Backend interview questions

SQL vs NoSQL Interview Questions

This topic is a magnet for shallow takes. Interviewers have heard "NoSQL scales better" too many times. What they want is a decision tree grounded in reads, writes, consistency, reporting, and team skill. Can the product tolerate eventual visibility? Do analysts need ad-hoc joins across entities? Will you regret embedding documents when invoices suddenly need line-item history audited for seven years? Those questions separate people who operate data from people who read blog headlines.

When SQL still wins hearts

When document or wide-column stores earn their keep

Flexible schema during discovery, hierarchical aggregates that map cleanly to a single key, write-heavy telemetry with predictable access paths—be specific. Mention how you handle schema evolution (version fields, dual writes, backfills) because that is where NoSQL projects live or die.

Migration honesty

If you have moved workloads between families, describe the risky weekend: validation queries, reconciliation jobs, feature flags. Then deepen storage mechanics with indexing and API design with REST vs GraphQL.

Cosmos partition key vs SQL row—same feature, two headaches

Cosmos item (JSON) for chat messages — hot partition risk

{
  "id": "msg_042",
  "threadId": "support-tenant-99",
  "tenantId": "tenant-99",
  "text": "Invoice still wrong",
  "_ts": 1710000000
}
// partition key = /tenantId → all megacorp traffic lands on one physical partition

Interview story: "We keyed by tenant because it felt natural—then our biggest customer DDOSed themselves with legitimate traffic." Contrast with Azure SQL where you worry about locking and index width instead. Show you can discuss access pattern before picking a logo.

Questions with sample answers

These are interview-ready outlines—sound human by swapping in your own metrics, team names, and war stories. The examples are generic on purpose so you can map them to what you actually shipped.

  1. Primary prompt

    Model a social feed with heavy read skew—compare Postgres vs a document store for v1 and v2.

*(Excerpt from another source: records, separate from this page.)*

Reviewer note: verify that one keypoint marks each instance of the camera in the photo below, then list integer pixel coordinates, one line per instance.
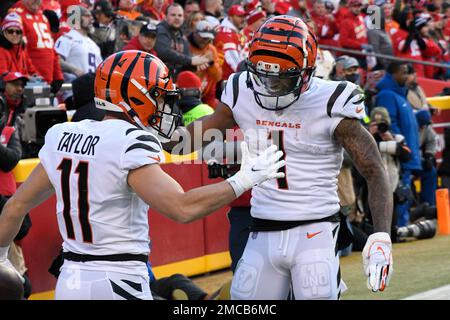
(424, 229)
(389, 147)
(218, 170)
(382, 127)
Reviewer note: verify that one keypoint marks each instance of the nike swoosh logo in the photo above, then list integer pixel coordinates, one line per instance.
(157, 158)
(311, 235)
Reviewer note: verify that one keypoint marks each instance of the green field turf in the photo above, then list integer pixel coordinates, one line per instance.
(418, 266)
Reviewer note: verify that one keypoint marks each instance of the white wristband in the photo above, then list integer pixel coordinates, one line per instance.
(4, 253)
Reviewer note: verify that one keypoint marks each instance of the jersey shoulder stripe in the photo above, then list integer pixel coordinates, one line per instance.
(235, 83)
(337, 92)
(357, 91)
(141, 146)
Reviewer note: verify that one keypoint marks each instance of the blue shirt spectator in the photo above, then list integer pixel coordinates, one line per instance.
(392, 96)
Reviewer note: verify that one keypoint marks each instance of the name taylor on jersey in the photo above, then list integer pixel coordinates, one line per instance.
(78, 143)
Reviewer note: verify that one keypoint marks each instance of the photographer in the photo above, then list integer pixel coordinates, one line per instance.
(428, 148)
(392, 147)
(11, 91)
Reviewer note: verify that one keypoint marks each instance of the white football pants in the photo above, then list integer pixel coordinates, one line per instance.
(79, 284)
(303, 259)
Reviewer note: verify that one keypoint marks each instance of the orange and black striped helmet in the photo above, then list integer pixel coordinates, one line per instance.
(282, 58)
(139, 85)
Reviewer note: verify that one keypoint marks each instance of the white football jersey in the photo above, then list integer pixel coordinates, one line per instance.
(304, 131)
(88, 163)
(79, 50)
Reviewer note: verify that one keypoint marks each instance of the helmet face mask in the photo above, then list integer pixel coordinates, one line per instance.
(281, 61)
(138, 84)
(277, 90)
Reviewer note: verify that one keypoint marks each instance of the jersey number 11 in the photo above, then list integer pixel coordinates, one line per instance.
(83, 200)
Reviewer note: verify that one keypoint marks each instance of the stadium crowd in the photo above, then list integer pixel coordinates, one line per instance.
(203, 43)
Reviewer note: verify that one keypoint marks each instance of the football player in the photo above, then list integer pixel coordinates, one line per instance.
(295, 219)
(106, 173)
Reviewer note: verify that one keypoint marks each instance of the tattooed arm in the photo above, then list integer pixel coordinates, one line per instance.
(364, 151)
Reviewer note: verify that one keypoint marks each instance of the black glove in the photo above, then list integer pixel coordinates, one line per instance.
(56, 85)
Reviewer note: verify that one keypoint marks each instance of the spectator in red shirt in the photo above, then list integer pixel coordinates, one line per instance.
(40, 42)
(409, 43)
(254, 20)
(153, 9)
(325, 24)
(13, 54)
(228, 40)
(190, 6)
(144, 41)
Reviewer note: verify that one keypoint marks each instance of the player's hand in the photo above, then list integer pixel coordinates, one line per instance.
(5, 263)
(377, 261)
(199, 60)
(256, 170)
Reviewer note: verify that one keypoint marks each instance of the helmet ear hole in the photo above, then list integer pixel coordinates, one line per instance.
(153, 120)
(154, 93)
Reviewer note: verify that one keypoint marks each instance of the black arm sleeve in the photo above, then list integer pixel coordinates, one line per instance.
(11, 154)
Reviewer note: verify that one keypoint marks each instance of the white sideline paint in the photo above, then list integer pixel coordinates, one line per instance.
(442, 293)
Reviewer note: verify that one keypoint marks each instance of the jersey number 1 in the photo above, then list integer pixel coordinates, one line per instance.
(83, 205)
(277, 137)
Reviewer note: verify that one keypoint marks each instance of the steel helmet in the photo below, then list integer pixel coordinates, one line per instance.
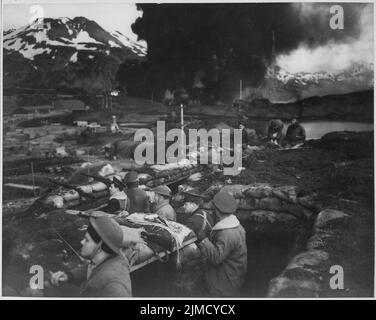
(110, 232)
(131, 176)
(225, 202)
(163, 190)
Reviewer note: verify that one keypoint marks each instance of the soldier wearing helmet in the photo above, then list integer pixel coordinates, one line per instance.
(107, 274)
(225, 250)
(137, 198)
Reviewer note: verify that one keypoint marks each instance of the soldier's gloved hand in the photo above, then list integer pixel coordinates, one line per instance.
(201, 235)
(58, 278)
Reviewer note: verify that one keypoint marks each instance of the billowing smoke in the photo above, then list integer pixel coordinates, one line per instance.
(226, 42)
(336, 54)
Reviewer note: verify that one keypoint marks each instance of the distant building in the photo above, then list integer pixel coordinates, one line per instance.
(42, 109)
(70, 105)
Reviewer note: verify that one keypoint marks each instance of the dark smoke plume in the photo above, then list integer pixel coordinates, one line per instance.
(229, 42)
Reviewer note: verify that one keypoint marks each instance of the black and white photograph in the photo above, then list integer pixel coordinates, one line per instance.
(187, 150)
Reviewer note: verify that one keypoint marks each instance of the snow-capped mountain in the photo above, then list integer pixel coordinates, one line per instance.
(282, 86)
(74, 53)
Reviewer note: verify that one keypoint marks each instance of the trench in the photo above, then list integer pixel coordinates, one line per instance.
(268, 255)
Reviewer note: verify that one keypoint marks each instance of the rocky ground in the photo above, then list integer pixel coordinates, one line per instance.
(290, 261)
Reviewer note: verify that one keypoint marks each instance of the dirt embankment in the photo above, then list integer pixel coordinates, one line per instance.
(338, 168)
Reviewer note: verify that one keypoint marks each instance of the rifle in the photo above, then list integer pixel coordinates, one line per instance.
(69, 186)
(115, 181)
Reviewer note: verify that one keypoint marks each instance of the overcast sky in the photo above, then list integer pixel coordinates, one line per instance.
(110, 15)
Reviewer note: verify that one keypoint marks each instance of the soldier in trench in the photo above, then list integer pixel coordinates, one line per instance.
(225, 250)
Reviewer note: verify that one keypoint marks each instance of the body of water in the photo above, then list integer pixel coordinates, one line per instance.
(316, 129)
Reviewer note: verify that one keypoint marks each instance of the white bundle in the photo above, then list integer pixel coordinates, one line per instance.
(55, 201)
(195, 177)
(184, 163)
(87, 189)
(98, 186)
(132, 236)
(106, 170)
(71, 195)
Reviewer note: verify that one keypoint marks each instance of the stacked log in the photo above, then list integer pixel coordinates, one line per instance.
(308, 273)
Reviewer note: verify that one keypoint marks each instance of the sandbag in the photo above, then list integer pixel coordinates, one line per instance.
(258, 190)
(286, 193)
(87, 189)
(236, 190)
(55, 201)
(132, 235)
(297, 210)
(98, 187)
(272, 204)
(71, 195)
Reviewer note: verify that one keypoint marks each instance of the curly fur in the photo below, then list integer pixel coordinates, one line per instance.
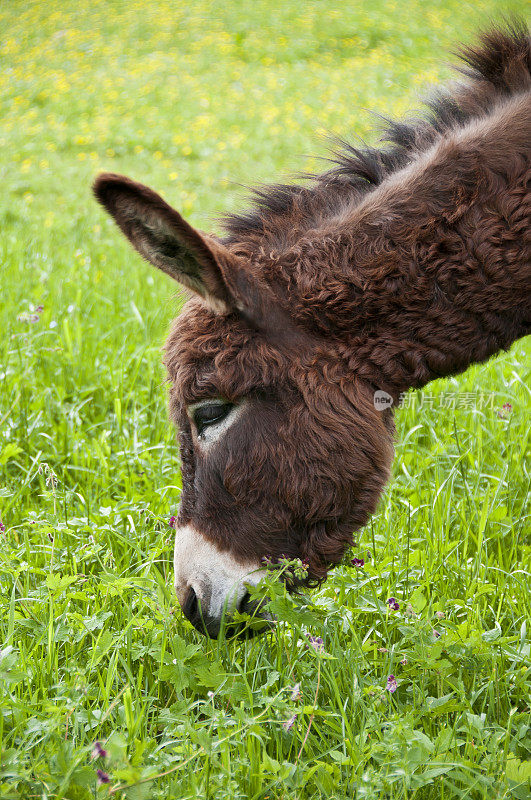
(397, 266)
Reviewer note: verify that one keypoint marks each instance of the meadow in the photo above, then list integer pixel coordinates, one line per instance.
(105, 688)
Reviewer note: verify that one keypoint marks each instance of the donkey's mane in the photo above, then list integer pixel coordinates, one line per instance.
(495, 69)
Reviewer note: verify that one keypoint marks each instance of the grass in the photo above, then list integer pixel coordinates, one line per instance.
(194, 99)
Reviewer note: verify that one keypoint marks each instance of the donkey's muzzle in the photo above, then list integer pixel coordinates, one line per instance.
(212, 627)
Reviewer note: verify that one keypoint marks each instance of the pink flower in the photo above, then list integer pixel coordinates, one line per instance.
(296, 692)
(504, 411)
(392, 685)
(103, 777)
(288, 724)
(316, 642)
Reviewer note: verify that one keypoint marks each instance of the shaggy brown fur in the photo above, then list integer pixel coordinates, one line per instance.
(398, 266)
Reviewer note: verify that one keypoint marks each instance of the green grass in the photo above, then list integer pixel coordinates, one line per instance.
(195, 99)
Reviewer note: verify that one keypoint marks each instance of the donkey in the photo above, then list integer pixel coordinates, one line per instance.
(398, 265)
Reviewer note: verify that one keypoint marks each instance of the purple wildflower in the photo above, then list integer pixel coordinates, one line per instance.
(504, 411)
(392, 685)
(103, 777)
(316, 642)
(296, 692)
(98, 751)
(288, 724)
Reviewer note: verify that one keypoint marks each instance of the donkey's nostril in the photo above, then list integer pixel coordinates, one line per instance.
(191, 607)
(244, 606)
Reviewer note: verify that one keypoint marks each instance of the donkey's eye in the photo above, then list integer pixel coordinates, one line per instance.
(210, 414)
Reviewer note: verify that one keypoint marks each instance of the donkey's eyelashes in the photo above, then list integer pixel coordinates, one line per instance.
(210, 414)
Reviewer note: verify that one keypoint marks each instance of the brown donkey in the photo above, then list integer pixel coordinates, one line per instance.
(397, 266)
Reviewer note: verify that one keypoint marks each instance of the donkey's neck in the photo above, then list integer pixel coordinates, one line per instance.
(432, 271)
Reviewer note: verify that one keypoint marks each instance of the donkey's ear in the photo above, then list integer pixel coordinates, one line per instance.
(164, 238)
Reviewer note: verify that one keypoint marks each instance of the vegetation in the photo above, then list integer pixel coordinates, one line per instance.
(421, 686)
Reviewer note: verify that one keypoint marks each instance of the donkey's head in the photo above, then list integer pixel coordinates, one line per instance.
(283, 453)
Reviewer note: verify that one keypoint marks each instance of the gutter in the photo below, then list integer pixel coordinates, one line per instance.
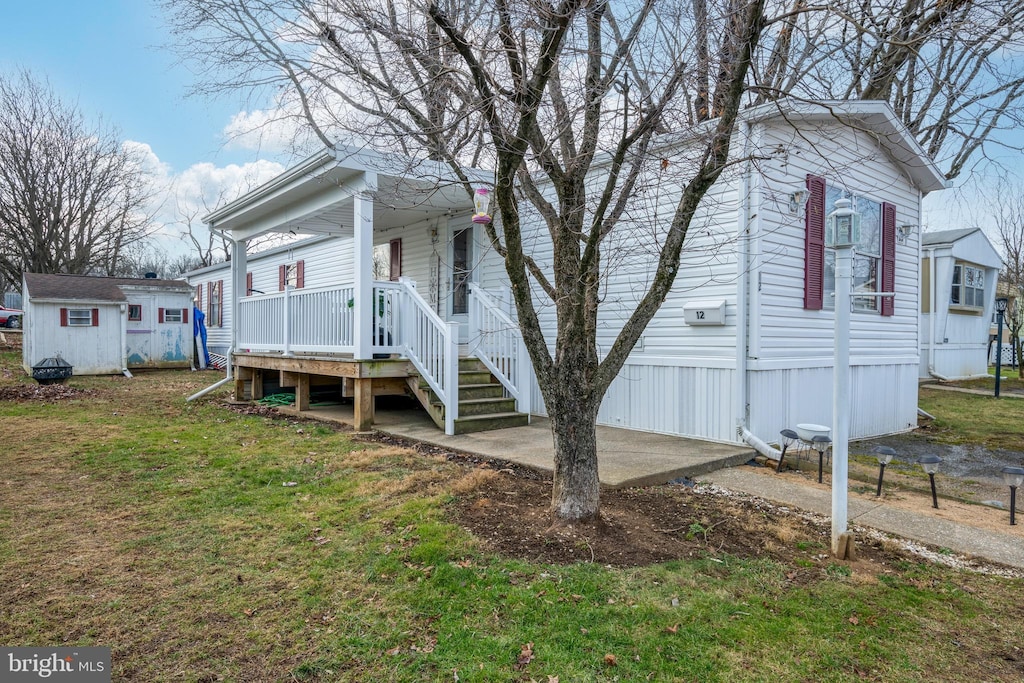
(742, 301)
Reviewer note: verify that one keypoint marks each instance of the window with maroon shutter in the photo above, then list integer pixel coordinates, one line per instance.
(814, 243)
(888, 257)
(395, 270)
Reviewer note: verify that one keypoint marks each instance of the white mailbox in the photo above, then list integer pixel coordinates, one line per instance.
(705, 312)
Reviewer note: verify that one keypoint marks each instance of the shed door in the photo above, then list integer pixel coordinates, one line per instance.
(141, 330)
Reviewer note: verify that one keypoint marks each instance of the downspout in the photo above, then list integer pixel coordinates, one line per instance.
(742, 300)
(228, 375)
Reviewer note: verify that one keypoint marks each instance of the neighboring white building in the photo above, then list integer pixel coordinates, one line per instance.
(103, 326)
(743, 341)
(958, 274)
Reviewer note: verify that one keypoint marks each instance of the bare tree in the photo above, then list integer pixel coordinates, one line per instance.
(1009, 211)
(952, 71)
(73, 198)
(563, 100)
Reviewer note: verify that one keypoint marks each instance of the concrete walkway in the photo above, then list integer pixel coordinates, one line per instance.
(629, 458)
(998, 547)
(625, 458)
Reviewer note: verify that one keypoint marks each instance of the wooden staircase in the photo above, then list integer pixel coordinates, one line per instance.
(482, 403)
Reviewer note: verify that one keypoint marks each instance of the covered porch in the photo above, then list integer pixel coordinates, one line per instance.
(377, 337)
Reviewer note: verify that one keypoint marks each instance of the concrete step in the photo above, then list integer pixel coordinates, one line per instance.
(486, 422)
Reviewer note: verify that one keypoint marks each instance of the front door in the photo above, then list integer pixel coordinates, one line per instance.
(462, 271)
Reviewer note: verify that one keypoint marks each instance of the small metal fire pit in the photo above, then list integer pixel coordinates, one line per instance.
(51, 371)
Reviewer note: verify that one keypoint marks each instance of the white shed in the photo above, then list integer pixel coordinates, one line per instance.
(958, 272)
(103, 326)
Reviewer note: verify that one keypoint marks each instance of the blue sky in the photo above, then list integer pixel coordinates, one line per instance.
(109, 56)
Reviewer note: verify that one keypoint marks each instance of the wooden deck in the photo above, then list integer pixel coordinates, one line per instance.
(363, 380)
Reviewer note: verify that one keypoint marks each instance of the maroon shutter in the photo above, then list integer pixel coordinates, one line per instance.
(814, 244)
(888, 257)
(395, 259)
(220, 303)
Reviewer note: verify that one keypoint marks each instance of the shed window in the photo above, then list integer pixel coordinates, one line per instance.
(173, 315)
(969, 287)
(79, 317)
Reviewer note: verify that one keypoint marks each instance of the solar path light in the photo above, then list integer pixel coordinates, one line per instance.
(931, 465)
(885, 456)
(1014, 476)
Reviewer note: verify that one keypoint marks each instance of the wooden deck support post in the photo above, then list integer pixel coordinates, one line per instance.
(364, 403)
(302, 392)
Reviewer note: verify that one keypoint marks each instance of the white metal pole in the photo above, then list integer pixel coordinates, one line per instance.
(841, 394)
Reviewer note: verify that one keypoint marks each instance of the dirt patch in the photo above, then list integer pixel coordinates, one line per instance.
(47, 393)
(641, 526)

    v1: Postgres with timeline table, indexes on (user_id, created_at), read replicas. v2 scale: fan-out on write to per-user feed shards in Cassandra/Dynamo or Redis lists—trade write amplification for read speed.

  2. Primary prompt

    When would you require ACID for a workflow vs accept eventual consistency?

    Money/inventory/ledger—ACID; analytics counters, likes display—eventual OK with UX tolerance; explain business consequence of each.

  3. Primary prompt

    How do you migrate from document storage to relational when reporting needs explode?

    CDC/stream to warehouse, dual-write period, ETL to normalized schema, backfill, switch BI to SQL, keep document for OLTP if needed or strangle to CQRS.

  4. Primary prompt

    Describe a case where ORM defaults pushed you toward the wrong storage choice.

    N+1 hidden lazy loads made document "simpler" until reporting needed joins—fixed with eager loading + indexes or moved hot read model to SQL.

Follow-ups interviewers often ask

Expect nested "why?" questions—brief answers here; expand with your production defaults.

  1. Follow-up

    How do backups and point-in-time recovery differ between your options?

    Managed SQL PITR continuous; Mongo oplog; S3 versioning for blobs—match RPO to product; test restores quarterly.

  2. Follow-up

    What is your multi-tenant isolation story in each datastore?

    Row-level tenant_id + RLS, schema per tenant for regulated, partition key per tenant in Cosmos—cost vs blast radius.

  3. Follow-up

    How do you handle full-text search requirements alongside OLTP?

    Elasticsearch/OpenSearch sync via CDC, or Postgres tsvector for moderate scale—don't heavy LIKE on OLTP.

  4. Follow-up

    What operational headcount does each choice imply?

    Self-hosted Mongo/ES needs more SRE; managed RDS/Dynamo shifts to vendor—honest staffing answer wins interviews.

  5. Follow-up

    How do you benchmark honestly instead of demo-ware?

    Production-like data skew, warm caches disabled where relevant, sustained load not burst only, measure tail latencies.